Since the Louisiana Department of Natural Resources issued Helis Oil & Gas Co. a drilling permit for an exploratory well in the parish in December, all eyes have been on the U.S. Army Corps of Engineers, to which Helis applied for a permit to drill in wetlands because most of its proposed 3.2-acre drilling site is defined as wetlands.
The application remains under review, but the Louisiana Department of Environmental Quality this week issued a water quality certificate for the project, a necessary precursor to getting permission from the Corps.
Like many of the various approvals the project has needed, the Corps permit is the subject of a lawsuit.
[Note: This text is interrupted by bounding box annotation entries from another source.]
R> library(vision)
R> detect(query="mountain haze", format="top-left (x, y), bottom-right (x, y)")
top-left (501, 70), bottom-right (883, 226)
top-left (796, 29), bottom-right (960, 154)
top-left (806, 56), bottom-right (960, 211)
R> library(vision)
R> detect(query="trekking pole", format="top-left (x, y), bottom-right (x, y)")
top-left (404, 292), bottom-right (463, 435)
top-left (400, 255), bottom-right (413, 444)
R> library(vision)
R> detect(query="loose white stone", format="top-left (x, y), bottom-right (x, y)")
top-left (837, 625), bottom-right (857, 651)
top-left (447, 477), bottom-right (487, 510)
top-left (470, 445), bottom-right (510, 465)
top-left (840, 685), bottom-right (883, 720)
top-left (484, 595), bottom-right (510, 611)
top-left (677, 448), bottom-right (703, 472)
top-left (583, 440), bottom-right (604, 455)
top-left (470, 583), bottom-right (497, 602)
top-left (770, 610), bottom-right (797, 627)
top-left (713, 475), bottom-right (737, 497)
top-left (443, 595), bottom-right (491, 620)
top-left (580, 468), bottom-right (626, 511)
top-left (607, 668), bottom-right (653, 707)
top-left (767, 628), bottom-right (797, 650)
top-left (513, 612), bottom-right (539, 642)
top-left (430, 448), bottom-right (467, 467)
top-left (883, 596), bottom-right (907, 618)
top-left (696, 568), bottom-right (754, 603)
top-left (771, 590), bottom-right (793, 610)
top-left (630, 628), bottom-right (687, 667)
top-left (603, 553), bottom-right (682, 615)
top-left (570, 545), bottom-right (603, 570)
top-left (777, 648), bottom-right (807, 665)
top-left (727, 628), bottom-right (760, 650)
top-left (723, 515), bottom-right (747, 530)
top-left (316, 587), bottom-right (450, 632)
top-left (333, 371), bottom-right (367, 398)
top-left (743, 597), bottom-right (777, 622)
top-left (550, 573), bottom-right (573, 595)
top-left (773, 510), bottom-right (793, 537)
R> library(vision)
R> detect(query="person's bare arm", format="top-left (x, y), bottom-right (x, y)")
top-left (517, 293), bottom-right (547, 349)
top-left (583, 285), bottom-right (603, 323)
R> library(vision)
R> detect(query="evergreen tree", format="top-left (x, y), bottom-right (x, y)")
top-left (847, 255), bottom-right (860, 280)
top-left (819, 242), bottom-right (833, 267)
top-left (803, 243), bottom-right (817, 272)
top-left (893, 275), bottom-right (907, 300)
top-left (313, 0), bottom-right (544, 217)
Lawyers working on behalf of the town of Abita Springs filed suit in February in federal court in New Orleans in an effort to prevent the Corps from issuing the permit, arguing that the agency had failed to provide enough information for public comment and illegally denied the town’s request for a public hearing on the application.
The Corps has until mid-April to respond. A spokesman for the U.S. Department of Justice has refused to comment other than to say the permit application is still under review. A Corps spokesman could not comment on when a decision on the permit would be forthcoming.
Meanwhile, attorneys for Abita Springs and Helis are due to appear March 24 in another courtroom, this one a state district court in St. Tammany Parish. In that suit — and a similar one filed by the parish in state court in Baton Rouge — attorneys for the government agencies argue, among other things, that parish zoning laws prevent a well from being drilled at the site Helis has proposed, east of La. 1088 and north of Interstate 12.
An attorney for Helis, however, has asked the St. Tammany court to delay the hearing until after an April 20 hearing scheduled in the Baton Rouge court. The company said that because the Baton Rouge case was filed first and covers much of the same ground as the suit filed in St. Tammany Parish, the St. Tammany hearing should come second.
Lisa Jordan, the attorney representing Abita Springs, has opposed a delay and urged the court to hold the hearing as scheduled.
It does not appear that new federal government rules on fracking issued Friday by the Obama administration will have an impact on the Helis project. A company spokesman said Helis officials plan to review them. But the proposed well would be on private property, and the new regulations would apply only on public land.
Fracking, which has helped fuel a boom in domestic oil and gas production, is a controversial process. Environmentalists argue that it poses a danger to local water supplies and wildlife, while proponents claim that it could help free the U.S. from its dependence on foreign oil imports.